Chip Motors: E-Kleinstwagen für 15.000 Dollar parkt dank Fernsteuerung von selbst ein

Chip Motors zeigt E-Auto für 15.000 Dollar, das sich selbst einparkt Chip Motors

Das Start-up Chip Motors aus Miami nimmt Bestellungen für ein elektrisches Kleinstfahrzeug an, das dank Fernfahrer-Service Chip Go! selbstständig einparkt.

Das Start-up Chip Motors aus Miami nimmt Bestellungen für das kompakte Elektroauto Chip entgegen, gedacht für Strandorte, geschlossene Wohnanlagen und kurze Fahrten in der Nachbarschaft. Die viersitzige Version mit Softtop kostet ab 15.000 Dollar. Die sechssitzige Version liegt bei 18.000 Dollar, jeweils ohne Steuern und Zusatzoptionen.

Das Fahrzeug fällt in die US-Kategorie der Low-Speed Vehicles: Die Höchstgeschwindigkeit ist auf 25 mph, umgerechnet rund 40 km/h, begrenzt.
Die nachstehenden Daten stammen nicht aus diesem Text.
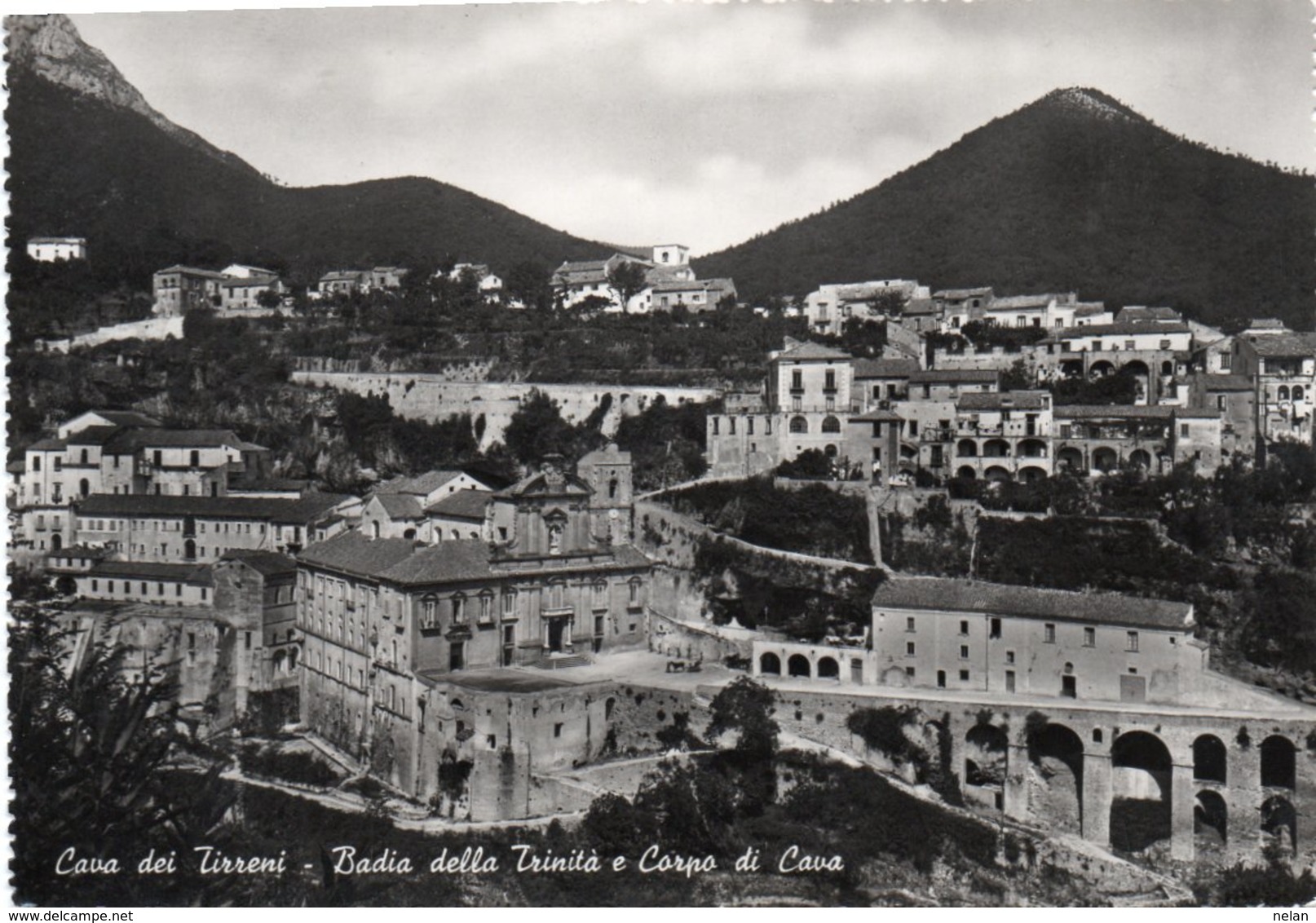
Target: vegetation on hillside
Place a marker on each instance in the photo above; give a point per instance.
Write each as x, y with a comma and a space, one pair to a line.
812, 519
1053, 198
Für Autobahnen oder den normalen Verkehrsfluss ist der Chip nicht gedacht – er ist für kurze Strecken in der Stadt gebaut.

Eine Batterie mit rund 15 kWh soll bis zu 100 Meilen, also 161 km, Reichweite ermöglichen. Diese Effizienz ergibt sich aus der geringen Geschwindigkeit und dem niedrigen Gewicht, der Wert stammt jedoch vom Hersteller und wurde noch nicht unabhängig geprüft. Die Elektromotoren sitzen in den Radnaben, vorn gibt es einen geschlossenen Kofferraum. Türen, verschiedene Karosseriefarben, eine Halterung für ein Surfboard und weitere Elemente werden separat angeboten.

Chip
© Chip Motors

Die auffälligste Funktion heißt Chip Go!. Nach dem Aussteigen der Passagiere kann der Besitzer per Mobilfunk einen Fernfahrer rufen, der das leere Auto zum Parkplatz steuert. Autonomes Fahren ist das nicht: In der ersten Phase übernimmt ein Mensch die Fernsteuerung, der Dienst wird in Minuten- oder Stundenpaketen verkauft. Die Verantwortung während einer solchen Sitzung will das Unternehmen selbst tragen.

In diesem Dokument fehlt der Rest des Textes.